Resource links provided by the National Library of Medicine


Group/Cohort
Type I or Type II HAE Participants
Participants will be followed for 36 months after the enrollment date up to the time of withdrawal, lost to follow-up, death or end of follow-up (36 months) whichever comes first.



Primary Outcome Measures :
  1. Number of Hereditary Angioedema (HAE) Attacks [ Time Frame: From enrollment up to 36 months ]
    Number of HAE attacks before and after lanadelumab initiation will be reported.


Secondary Outcome Measures :
  1. Dose of Lanadelumab Injections [ Time Frame: From enrollment up to 36 months ]
    Dose of lanadelumab injections used during the study will be reported.

  2. Frequency of Lanadelumab Injections [ Time Frame: From enrollment up to 36 months ]
    Frequency of lanadelumab injections during the study will be reported.

  3. Proportion of Injections Based on the Type of Administration of Lanadelumab [ Time Frame: From enrollment up to 36 months ]
    Proportion of injections based on the type of administration of lanadelumab (self, caregiver, health care provider [HCP], other) will be reported.

  4. Time From Diagnosis to Lanadelumab Initiation [ Time Frame: From enrollment up to 36 months ]
    Time from diagnosis of HAE attack(s) to lanadelumab treatment initiation will be reported.

  5. Proportion of Participants who Discontinue Lanadelumab [ Time Frame: From enrollment up to 36 months ]
    Discontinuation is defined as no documented lanadelumab use after at least 2 missing consecutive doses after the last date of injection, or documented as treatment discontinued by the physician.

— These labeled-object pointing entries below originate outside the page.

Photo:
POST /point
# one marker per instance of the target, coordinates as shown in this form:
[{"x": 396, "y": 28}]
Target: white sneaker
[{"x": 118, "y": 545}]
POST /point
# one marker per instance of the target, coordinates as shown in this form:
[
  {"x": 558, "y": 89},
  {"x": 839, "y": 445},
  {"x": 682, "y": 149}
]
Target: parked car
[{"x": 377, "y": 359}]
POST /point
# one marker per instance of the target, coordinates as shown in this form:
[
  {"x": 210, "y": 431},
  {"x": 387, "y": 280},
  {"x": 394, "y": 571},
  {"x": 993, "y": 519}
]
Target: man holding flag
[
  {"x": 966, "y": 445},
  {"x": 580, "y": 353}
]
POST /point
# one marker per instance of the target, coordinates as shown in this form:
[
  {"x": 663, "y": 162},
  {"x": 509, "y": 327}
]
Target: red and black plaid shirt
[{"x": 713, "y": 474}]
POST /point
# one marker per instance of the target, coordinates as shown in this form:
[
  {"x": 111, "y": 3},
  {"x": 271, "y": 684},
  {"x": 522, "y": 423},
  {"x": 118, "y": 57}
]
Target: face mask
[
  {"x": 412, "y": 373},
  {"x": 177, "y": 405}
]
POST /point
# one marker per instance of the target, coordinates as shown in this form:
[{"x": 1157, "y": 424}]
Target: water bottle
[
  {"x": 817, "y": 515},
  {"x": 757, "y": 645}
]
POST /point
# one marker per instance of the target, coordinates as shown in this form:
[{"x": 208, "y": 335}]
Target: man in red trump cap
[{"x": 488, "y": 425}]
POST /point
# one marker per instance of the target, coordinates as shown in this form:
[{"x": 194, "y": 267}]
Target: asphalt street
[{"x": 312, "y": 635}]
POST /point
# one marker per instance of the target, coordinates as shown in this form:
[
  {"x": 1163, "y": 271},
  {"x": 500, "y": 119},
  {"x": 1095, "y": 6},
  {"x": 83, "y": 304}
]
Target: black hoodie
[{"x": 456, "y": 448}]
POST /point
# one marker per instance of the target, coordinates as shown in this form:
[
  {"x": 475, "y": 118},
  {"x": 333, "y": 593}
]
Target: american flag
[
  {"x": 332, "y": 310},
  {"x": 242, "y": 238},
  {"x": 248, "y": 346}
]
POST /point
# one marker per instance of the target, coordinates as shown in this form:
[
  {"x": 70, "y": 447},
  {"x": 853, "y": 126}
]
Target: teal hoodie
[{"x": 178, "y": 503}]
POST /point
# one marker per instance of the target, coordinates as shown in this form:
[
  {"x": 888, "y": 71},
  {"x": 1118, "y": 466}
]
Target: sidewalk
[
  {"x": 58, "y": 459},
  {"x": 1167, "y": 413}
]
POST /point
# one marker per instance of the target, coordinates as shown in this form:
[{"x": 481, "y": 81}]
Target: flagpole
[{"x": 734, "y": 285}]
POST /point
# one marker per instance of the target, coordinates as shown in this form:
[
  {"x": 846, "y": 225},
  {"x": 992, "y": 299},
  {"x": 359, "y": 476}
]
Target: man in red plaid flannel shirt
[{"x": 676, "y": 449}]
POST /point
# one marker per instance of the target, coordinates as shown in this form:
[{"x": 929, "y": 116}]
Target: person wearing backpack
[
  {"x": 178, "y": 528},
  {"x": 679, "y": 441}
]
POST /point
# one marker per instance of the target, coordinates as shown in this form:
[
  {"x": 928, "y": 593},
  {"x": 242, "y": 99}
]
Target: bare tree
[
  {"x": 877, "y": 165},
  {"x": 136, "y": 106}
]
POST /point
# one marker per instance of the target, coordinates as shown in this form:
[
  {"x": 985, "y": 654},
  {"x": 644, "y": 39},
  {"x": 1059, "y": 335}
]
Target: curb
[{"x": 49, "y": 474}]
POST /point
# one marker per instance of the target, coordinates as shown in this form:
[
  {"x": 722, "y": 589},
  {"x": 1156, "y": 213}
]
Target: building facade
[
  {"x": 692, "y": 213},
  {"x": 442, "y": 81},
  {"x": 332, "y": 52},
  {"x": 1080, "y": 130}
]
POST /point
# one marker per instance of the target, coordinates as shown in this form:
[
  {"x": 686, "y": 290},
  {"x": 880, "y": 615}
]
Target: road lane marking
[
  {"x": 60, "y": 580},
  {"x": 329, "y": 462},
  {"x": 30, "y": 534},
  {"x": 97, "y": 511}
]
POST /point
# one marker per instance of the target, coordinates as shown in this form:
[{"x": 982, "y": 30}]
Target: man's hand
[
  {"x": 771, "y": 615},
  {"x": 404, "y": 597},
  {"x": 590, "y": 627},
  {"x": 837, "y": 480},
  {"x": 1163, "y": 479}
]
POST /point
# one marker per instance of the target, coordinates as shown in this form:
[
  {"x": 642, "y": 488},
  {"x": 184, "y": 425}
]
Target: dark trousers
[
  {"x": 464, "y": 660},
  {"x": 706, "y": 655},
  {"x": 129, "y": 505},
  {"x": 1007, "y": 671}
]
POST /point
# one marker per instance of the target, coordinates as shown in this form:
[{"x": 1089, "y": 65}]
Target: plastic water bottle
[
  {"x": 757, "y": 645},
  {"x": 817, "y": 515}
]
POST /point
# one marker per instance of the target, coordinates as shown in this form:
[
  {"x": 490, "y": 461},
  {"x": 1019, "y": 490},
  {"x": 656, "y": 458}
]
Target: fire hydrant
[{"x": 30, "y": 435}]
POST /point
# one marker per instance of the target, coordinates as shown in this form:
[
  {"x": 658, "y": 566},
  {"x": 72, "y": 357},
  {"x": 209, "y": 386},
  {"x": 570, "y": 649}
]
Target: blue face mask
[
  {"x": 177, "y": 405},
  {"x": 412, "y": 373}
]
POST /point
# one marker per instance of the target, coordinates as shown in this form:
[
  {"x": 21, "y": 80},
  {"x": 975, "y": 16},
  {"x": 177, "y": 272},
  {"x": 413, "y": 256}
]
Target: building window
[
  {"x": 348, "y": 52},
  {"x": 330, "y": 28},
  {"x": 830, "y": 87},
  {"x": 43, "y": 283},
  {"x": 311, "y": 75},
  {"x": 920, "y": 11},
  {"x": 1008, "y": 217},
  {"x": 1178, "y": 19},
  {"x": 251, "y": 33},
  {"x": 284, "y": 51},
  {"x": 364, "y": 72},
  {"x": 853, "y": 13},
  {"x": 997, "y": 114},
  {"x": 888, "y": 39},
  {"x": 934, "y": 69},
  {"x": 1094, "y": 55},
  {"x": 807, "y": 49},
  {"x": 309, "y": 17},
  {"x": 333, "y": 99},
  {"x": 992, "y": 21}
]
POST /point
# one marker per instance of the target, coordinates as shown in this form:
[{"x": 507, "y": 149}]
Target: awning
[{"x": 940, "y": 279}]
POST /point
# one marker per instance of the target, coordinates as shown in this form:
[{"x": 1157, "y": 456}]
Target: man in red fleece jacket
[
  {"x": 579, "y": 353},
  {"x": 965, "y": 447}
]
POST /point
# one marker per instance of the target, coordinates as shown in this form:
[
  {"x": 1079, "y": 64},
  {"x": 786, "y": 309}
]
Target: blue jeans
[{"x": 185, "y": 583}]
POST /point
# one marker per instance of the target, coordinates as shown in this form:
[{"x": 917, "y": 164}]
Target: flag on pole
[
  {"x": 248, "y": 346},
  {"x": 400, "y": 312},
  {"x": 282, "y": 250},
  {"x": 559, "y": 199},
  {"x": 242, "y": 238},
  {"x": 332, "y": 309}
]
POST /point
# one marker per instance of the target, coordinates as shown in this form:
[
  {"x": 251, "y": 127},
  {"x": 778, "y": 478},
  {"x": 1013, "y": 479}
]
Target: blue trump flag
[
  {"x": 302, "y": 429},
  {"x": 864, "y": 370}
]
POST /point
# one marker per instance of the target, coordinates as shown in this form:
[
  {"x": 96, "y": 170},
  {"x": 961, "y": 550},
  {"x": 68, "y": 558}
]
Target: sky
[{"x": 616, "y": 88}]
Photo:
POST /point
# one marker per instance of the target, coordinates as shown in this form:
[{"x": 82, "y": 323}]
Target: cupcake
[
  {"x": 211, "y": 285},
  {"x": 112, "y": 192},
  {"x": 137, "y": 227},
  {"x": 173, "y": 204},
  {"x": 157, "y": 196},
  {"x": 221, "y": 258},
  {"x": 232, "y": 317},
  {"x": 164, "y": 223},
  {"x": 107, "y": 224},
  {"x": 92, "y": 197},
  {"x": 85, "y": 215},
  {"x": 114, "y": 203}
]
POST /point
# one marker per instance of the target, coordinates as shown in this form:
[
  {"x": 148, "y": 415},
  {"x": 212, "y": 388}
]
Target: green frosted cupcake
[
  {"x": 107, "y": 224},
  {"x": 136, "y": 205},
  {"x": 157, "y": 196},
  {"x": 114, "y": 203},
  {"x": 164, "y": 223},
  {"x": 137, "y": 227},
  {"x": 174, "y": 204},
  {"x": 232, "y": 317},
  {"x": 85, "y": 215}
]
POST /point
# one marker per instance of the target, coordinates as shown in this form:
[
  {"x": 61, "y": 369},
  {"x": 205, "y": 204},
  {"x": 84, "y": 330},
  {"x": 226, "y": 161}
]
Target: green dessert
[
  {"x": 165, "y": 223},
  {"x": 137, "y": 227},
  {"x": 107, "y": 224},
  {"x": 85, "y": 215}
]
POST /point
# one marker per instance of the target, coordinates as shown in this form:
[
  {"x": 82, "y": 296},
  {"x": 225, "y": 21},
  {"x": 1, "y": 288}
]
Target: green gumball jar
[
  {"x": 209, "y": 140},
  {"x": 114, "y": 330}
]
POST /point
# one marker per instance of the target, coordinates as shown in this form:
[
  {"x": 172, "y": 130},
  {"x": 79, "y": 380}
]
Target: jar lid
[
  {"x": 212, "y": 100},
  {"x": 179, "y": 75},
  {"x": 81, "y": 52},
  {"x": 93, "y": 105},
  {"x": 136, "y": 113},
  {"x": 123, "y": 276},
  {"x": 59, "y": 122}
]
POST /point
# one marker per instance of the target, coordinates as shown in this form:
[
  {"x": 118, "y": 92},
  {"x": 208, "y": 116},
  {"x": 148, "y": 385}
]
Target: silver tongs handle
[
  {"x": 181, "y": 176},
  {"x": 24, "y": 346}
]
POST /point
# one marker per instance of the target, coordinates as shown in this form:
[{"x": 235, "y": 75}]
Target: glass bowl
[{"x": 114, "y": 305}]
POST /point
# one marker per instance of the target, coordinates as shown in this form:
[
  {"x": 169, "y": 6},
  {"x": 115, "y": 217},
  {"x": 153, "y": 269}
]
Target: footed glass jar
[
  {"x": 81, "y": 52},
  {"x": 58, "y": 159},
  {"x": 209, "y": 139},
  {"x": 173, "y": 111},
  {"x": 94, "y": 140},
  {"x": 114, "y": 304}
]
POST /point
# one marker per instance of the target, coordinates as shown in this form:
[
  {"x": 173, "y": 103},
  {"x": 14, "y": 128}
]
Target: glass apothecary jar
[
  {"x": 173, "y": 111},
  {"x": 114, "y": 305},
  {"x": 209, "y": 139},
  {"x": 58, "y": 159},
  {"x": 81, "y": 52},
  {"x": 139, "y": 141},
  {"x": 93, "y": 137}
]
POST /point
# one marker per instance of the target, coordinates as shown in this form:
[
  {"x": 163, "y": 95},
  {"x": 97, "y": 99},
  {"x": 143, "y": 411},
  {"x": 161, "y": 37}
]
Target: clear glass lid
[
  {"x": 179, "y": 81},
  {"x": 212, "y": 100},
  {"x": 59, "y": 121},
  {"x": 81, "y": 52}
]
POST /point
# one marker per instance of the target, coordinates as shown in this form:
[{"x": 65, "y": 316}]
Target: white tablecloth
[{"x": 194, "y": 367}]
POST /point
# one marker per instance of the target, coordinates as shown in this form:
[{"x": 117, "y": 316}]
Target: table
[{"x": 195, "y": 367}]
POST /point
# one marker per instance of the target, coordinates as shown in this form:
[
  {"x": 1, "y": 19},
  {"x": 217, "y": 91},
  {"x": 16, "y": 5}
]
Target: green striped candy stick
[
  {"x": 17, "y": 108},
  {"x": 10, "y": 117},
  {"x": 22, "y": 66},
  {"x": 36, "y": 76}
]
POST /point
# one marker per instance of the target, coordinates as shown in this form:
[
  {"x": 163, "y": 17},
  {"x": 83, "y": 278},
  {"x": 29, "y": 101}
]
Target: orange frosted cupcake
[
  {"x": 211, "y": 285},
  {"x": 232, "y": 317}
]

Proportion of participants who discontinue lanadelumab treatment will be reported.

  6. Number of Lanadelumab Injections Before Discontinuation per Reason for Injection [ Time Frame: From enrollment up to 36 months ]
    Discontinuation is defined as no documented lanadelumab use after at least 2 missing consecutive doses after the last date of injection, or documented as treatment discontinued by the physician. Number of injections administered by participant before discontinuation per reason for injection will be reported.

  7. Number of Hospitalizations due to Hereditary Angioedema (HAE) Attack(s) [ Time Frame: From enrollment up to 36 months ]
    Number of hospitalizations due to HAE attack(s) will be reported.

  8. Number of Emergency Room (ER) Visits due to Hereditary Angioedema (HAE) Attack(s) [ Time Frame: From enrollment up to 36 months ]
    Number of emergency room (ER) visits due to HAE attack(s) will be reported.

  9. Number of Physician Visits due to Hereditary Angioedema (HAE) Attack(s) [ Time Frame: From enrollment up to 36 months ]
    Number of physician visits due to HAE attack(s) will be reported.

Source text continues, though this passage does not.